The Supreme Court decided on Monday to hear a major spat between federal regulators and the utility industry over a regulation that pays consumers to dial back electricity use at times when the grid is stressed.

The Federal Energy Regulatory Commission, which oversees the nation’s power grid, wants the high court to reverse a lower court’s decision from last year that vanquished the regulation in favor of the utility industry.

The commission’s regulation, known as Order 745, compensates large industrial consumers for reducing their electricity consumption at times when demand is overtaxing the system. The payments reduce demand and hence rates for all consumers, even those that are outside the commission’s jurisdiction, which the lower court ruled means the commission is overstepping its authority.

The case is being watched closely by states that have learned to count on the regulation to keep power prices low while maintaining the reliable flow of electricity. Mid-Atlantic states argue that the commission’s policy helped them avoid outages during 2014’s “polar vortex” that saw the grid taxed like never before. If the regulation were not in place to dial back demand, power could have been lost for a large swath of customers, they argue.

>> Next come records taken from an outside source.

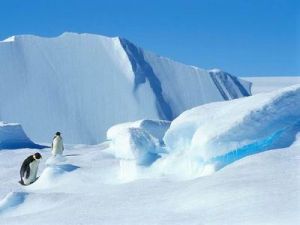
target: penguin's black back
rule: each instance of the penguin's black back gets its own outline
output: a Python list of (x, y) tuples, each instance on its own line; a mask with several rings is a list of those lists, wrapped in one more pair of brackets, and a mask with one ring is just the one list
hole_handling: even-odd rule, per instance
[(35, 160), (35, 159), (33, 158), (33, 155), (28, 156), (28, 157), (24, 160), (24, 162), (23, 162), (23, 164), (22, 164), (22, 166), (21, 166), (21, 169), (20, 169), (21, 180), (22, 180), (22, 178), (24, 177), (24, 174), (25, 174), (25, 173), (26, 173), (26, 178), (29, 177), (29, 175), (30, 175), (30, 166), (29, 166), (29, 164), (32, 163), (34, 160)]

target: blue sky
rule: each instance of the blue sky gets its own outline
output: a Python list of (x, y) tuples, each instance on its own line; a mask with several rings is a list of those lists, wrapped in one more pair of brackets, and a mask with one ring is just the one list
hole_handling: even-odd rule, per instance
[(64, 31), (125, 37), (237, 76), (300, 75), (298, 0), (0, 0), (0, 39)]

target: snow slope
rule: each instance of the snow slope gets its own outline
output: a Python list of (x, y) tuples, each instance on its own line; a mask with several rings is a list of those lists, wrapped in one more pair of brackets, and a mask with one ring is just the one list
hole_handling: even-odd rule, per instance
[[(165, 176), (122, 183), (118, 159), (106, 144), (67, 146), (66, 157), (46, 165), (39, 180), (17, 183), (32, 150), (0, 151), (3, 225), (241, 225), (299, 224), (300, 142), (243, 158), (217, 173), (189, 181)], [(13, 159), (13, 160), (8, 160)]]
[(0, 150), (17, 148), (44, 148), (33, 143), (25, 134), (22, 126), (17, 123), (0, 121)]
[(0, 64), (0, 119), (22, 124), (37, 142), (61, 131), (67, 143), (95, 144), (118, 123), (171, 120), (250, 94), (249, 83), (227, 73), (177, 63), (117, 37), (14, 36), (0, 42)]

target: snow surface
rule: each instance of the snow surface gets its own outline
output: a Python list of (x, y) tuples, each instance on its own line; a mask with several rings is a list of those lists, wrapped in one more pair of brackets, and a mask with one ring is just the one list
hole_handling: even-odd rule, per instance
[(22, 126), (17, 123), (0, 121), (0, 150), (17, 148), (44, 148), (33, 143), (25, 134)]
[[(118, 123), (171, 120), (204, 103), (250, 94), (245, 81), (118, 37), (17, 35), (0, 42), (0, 64), (0, 119), (22, 124), (35, 142), (48, 143), (61, 131), (66, 143), (96, 144)], [(247, 93), (239, 91), (243, 86)]]
[(28, 187), (17, 183), (18, 172), (34, 151), (0, 151), (1, 224), (300, 223), (300, 139), (189, 181), (165, 176), (123, 183), (107, 146), (66, 146), (59, 160), (41, 150), (40, 178)]
[(242, 77), (252, 83), (251, 93), (270, 92), (280, 88), (300, 84), (298, 77)]

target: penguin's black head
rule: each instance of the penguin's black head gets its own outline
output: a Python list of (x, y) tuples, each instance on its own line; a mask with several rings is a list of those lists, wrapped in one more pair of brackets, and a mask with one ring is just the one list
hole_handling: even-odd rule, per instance
[(60, 136), (60, 132), (56, 132), (56, 134), (55, 135), (57, 135), (57, 136)]
[(40, 154), (40, 153), (34, 153), (34, 155), (33, 155), (33, 158), (34, 159), (41, 159), (42, 158), (42, 155)]

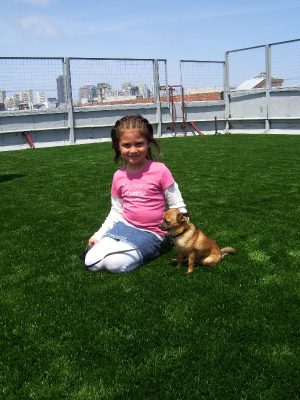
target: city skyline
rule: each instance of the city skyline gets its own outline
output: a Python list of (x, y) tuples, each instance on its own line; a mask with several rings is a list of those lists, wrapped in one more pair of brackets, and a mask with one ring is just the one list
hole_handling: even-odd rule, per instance
[[(76, 91), (78, 92), (76, 95)], [(144, 83), (132, 84), (123, 82), (121, 87), (113, 89), (112, 85), (105, 82), (97, 84), (82, 85), (76, 91), (72, 91), (73, 103), (77, 106), (84, 106), (90, 102), (110, 102), (121, 98), (123, 100), (146, 98), (152, 95), (151, 90)], [(66, 106), (67, 93), (65, 89), (65, 77), (59, 75), (56, 78), (56, 97), (48, 97), (44, 90), (18, 90), (15, 92), (0, 90), (0, 111), (58, 108)], [(51, 90), (53, 93), (53, 90)]]

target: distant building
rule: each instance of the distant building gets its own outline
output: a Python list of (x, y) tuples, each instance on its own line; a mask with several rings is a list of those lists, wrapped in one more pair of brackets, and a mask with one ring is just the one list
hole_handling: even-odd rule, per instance
[(18, 106), (19, 110), (29, 110), (29, 104), (28, 103), (20, 103)]
[(150, 97), (150, 89), (148, 89), (145, 83), (138, 83), (137, 86), (139, 88), (139, 97), (143, 99)]
[(0, 103), (4, 103), (5, 98), (6, 98), (6, 91), (0, 90)]
[[(282, 87), (283, 79), (271, 77), (272, 87)], [(261, 72), (251, 79), (246, 80), (235, 88), (235, 90), (251, 90), (265, 88), (266, 85), (266, 73)]]
[(187, 89), (186, 94), (222, 92), (222, 86), (195, 86)]
[(14, 98), (16, 103), (19, 101), (20, 103), (33, 103), (33, 92), (32, 89), (24, 90), (23, 92), (18, 92), (14, 94)]
[(5, 110), (4, 106), (4, 100), (6, 98), (6, 91), (5, 90), (0, 90), (0, 111)]
[(97, 83), (97, 96), (99, 101), (104, 101), (108, 96), (111, 96), (112, 93), (112, 87), (109, 83)]
[[(33, 93), (31, 89), (23, 92), (15, 93), (13, 96), (8, 96), (4, 99), (6, 110), (28, 109), (33, 106)], [(20, 108), (19, 106), (22, 105)]]
[(122, 90), (119, 92), (121, 96), (136, 96), (139, 92), (139, 88), (133, 85), (131, 82), (123, 82)]
[(65, 78), (63, 75), (60, 75), (56, 78), (56, 87), (57, 87), (57, 101), (58, 103), (66, 103), (66, 88), (65, 88)]
[(58, 107), (58, 100), (55, 97), (48, 97), (47, 103), (48, 103), (49, 108), (57, 108)]
[(41, 107), (46, 107), (48, 108), (48, 101), (47, 97), (45, 95), (45, 92), (42, 91), (36, 91), (35, 92), (35, 99), (34, 99), (34, 105), (39, 105)]
[(84, 85), (79, 88), (78, 100), (89, 102), (97, 97), (97, 88), (94, 85)]
[(4, 107), (6, 110), (16, 110), (17, 109), (14, 96), (7, 96), (4, 99)]
[(114, 101), (134, 101), (137, 99), (137, 96), (126, 96), (123, 92), (118, 92), (116, 94), (113, 94), (111, 96), (107, 96), (104, 100), (103, 103), (110, 103)]

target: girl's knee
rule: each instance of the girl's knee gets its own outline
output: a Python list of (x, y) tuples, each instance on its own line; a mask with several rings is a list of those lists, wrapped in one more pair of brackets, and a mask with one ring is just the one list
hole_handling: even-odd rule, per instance
[[(103, 260), (104, 261), (104, 260)], [(141, 265), (141, 261), (134, 259), (122, 259), (119, 256), (108, 256), (105, 258), (104, 268), (113, 274), (133, 271)]]
[(92, 271), (93, 268), (93, 264), (95, 263), (95, 256), (91, 253), (91, 251), (89, 251), (84, 259), (84, 265), (86, 268), (90, 269)]

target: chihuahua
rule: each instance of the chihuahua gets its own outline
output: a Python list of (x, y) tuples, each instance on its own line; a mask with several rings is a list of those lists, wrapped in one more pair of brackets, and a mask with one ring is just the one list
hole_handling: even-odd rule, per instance
[(177, 208), (171, 208), (163, 217), (160, 225), (168, 231), (177, 247), (177, 267), (188, 260), (188, 273), (195, 269), (195, 263), (213, 267), (223, 260), (226, 254), (235, 253), (233, 247), (220, 249), (217, 243), (192, 224), (189, 213), (182, 213)]

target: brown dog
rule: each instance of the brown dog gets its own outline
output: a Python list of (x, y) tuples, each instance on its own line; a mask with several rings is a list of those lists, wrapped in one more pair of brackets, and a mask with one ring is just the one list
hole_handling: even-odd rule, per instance
[(177, 208), (171, 208), (164, 214), (160, 225), (172, 236), (177, 247), (177, 267), (184, 259), (188, 259), (188, 273), (193, 272), (195, 263), (213, 267), (221, 262), (226, 254), (235, 253), (232, 247), (220, 249), (217, 243), (188, 219), (188, 213), (181, 213)]

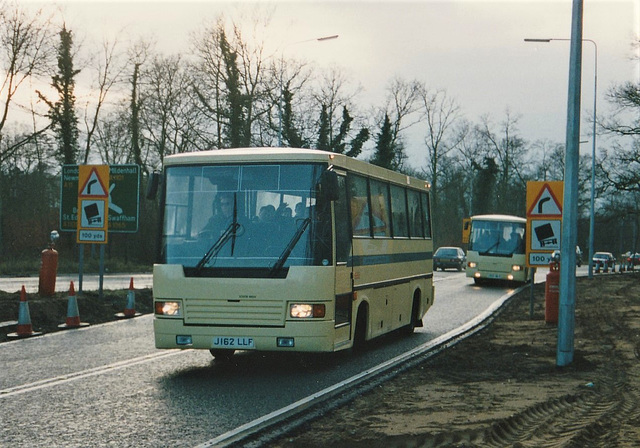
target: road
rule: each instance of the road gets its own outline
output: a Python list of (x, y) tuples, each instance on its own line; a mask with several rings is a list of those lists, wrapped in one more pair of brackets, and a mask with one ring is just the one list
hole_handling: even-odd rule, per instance
[[(538, 274), (536, 280), (544, 280)], [(195, 447), (472, 320), (509, 293), (435, 274), (436, 302), (411, 337), (362, 353), (161, 351), (152, 316), (0, 345), (0, 446)]]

The Obama administration and environmentalists are also watching the case. They want the rule upheld because of its importance in reducing emissions. By incentivizing reductions in electricity demand, the regulation helps to reduce the need for new expensive power plants, leading to reduced emissions and lower electric rates, proponents argue. Environmentalists also say the commission’s policy helps ease the integration of more renewables such as solar and wind.

“Today’s Supreme Court action is welcome news in the effort to secure a cleaner, more reliable and affordable electric grid,” said Jill Tauber, attorney with Earthjustice. “At stake in this case is FERC’s ability to remove barriers to this vital clean energy resource in wholesale energy markets and fulfill its responsibility to ensure just and reasonable rates.”

The commission lost the lawsuit on the regulation last year in the D.C. Circuit Court of Appeals. The commission asked the appeals court to rehear the case, but it was denied, forcing the regulator to petition the Supreme Court to reverse the ruling.

In a 2-1 decision that killed the rule, the appeals court judges found that the commission overstepped its authority. The lower court explained that the commission’s regulation affected electric prices in the energy markets that states oversee, which is outside the federal regulator’s jurisdiction. The federal commission cannot impose regulations that affect prices in the state markets, but must keep its rules confined to the wholesale market.

The utility industry says the rule distorts the electric markets that were designed to incentivize power plants, not resources that do not produce electricity. Utilities say the regulation eventually would lead to reliability problems by making it harder for power generators to recoup the cost of projects.

The U.S. solicitor general in a petition sent to the Supreme Court on behalf of the commission says the lower court erred in its assessment. The petition was sent late last year to ask the high court to reverse the decision.

The Supreme Court’s May 4 order says it will address two narrow questions:

“Whether the Court of Appeals erred in holding that the rule issued by the Federal Energy Regulatory Commission is arbitrary and capricious”; and whether the commission “reasonably concluded that it has authority … to regulate the rules used by operators of wholesale electricity markets to pay for reductions in electricity consumption and to recoup those payments through adjustments to wholesale rates.”

The Monday order said that all justices participated in the order except for Justice Samuel Alito.

The appeals court has stayed its mandate pending the court’s decision in the case.